CC BY
10LMI-I-27
Intrapulse dynamics of plasma formation in fs-laser irradiated dielectrics
A. Mermillod-Blondin1, P. Jürgens1, B. Liewehr2, C. Peltz2, B. Kruse2, T. Fennel2, A. Husakou1, M.J.J. Vrakking1
1Max Born Institute for Nonlinear Optics and Short Pulse Spectroscopy, A: Attosecond Physics, Berlin, Germany
2University of Rostock, Institute of Physics, Rostock, Germany
Focusing an intense (in the TW/cm2 range) ultrashort (sub-ps) laser pulse in the bulk of a transparent material leads to permanent structural modifications of the lattice in the irradiation region. Such structural modifications alter the samples properties including its refractive index. Based on laser-induced refractive index changes, fs laser-direct writing of optical microstructures in solid dielectrics has rapidly become a standard process.
Because structural re-arrangements of the lattice require energy, understanding the mechanisms of laser energy deposition into the sample is of prime importance to describe, control and optimize the laser matter interaction.
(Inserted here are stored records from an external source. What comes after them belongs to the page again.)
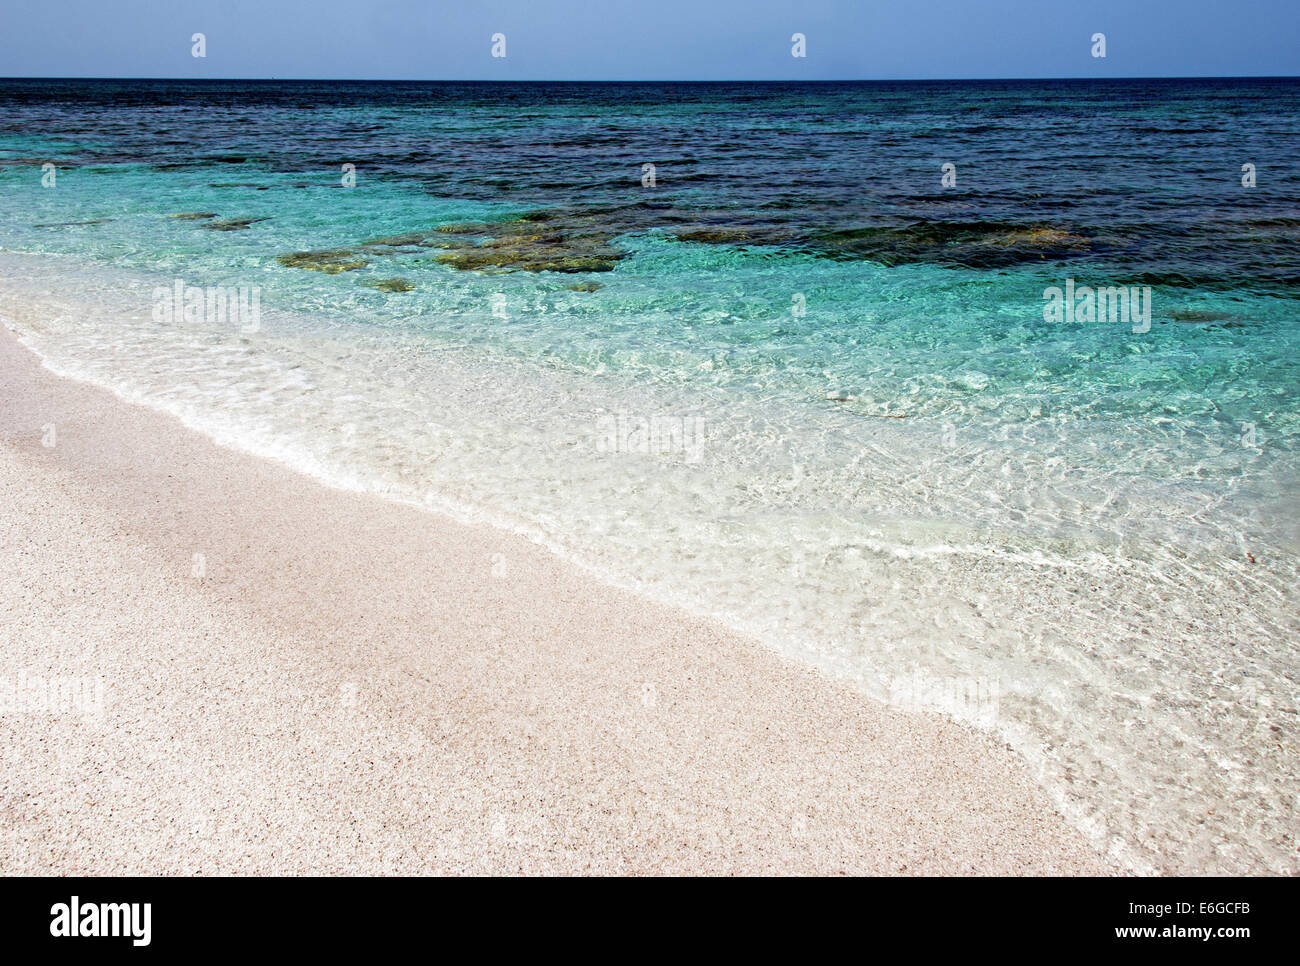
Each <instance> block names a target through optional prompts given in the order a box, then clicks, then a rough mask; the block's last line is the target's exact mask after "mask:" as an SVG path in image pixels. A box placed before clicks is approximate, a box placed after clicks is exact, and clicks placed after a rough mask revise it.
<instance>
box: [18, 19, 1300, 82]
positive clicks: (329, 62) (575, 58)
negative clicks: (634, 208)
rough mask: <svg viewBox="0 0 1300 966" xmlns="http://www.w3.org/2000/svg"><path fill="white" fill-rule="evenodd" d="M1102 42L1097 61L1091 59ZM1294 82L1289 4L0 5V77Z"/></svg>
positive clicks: (1296, 62)
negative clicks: (924, 78)
mask: <svg viewBox="0 0 1300 966" xmlns="http://www.w3.org/2000/svg"><path fill="white" fill-rule="evenodd" d="M1099 31H1100V33H1104V34H1105V35H1106V57H1105V60H1099V59H1095V57H1092V56H1091V40H1089V38H1091V36H1092V35H1093V34H1095V33H1099ZM195 33H203V34H204V35H205V38H207V57H204V59H195V57H192V56H191V43H190V38H191V35H192V34H195ZM497 33H500V34H504V35H506V55H507V56H506V57H504V59H494V57H493V56H491V35H493V34H497ZM794 33H802V34H805V35H806V38H807V56H806V57H803V59H796V57H792V56H790V46H792V44H790V35H792V34H794ZM1296 74H1300V0H1092V1H1089V3H1083V1H1080V0H784V1H777V0H641V1H633V0H377V1H376V3H361V1H360V0H357V1H355V3H352V1H348V3H344V1H343V0H204V1H203V3H196V1H195V0H43V1H42V0H30V1H27V3H18V0H0V75H6V77H196V78H203V77H208V78H218V77H279V78H290V77H300V78H395V79H416V78H419V79H424V78H429V79H441V78H463V79H737V78H742V79H789V78H794V79H859V78H966V77H971V78H978V77H1216V75H1296Z"/></svg>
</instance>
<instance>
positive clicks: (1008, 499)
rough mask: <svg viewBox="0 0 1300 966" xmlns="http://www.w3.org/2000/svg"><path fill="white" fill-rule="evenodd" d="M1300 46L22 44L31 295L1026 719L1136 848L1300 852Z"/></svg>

The energy transfer between the laser beam and the lattice proceeds through the promotion of electrons from the valence to the conduction band resulting in the formation of an underdense (density of ca.1019-1020 cm-3) electron-hole plasma. Strong-field ionization and electron-electron impact ionization have been identified as the two fundamental processes governing the free carrier generation. However, the relative contribution of these two channels remains an open question.
In this talk, we report on the emission of low-order harmonics during laser irradiation in amorphous fused silica and show that when the laser-intensity approaches the permanent modification threshold, the low-order harmonic formation is due to the transport of the free carriers across the bandgap. The nonlinearity of strong field ionization dominates by far all other possible sources of nonlinearities, including Kerr-type, intraband, interband as well as the so-called Brunel contributions. These results enable to detect optically the onset of strong-field ionization and provide unprecedented insights into the laser-induced plasma formation in microprocessing conditions.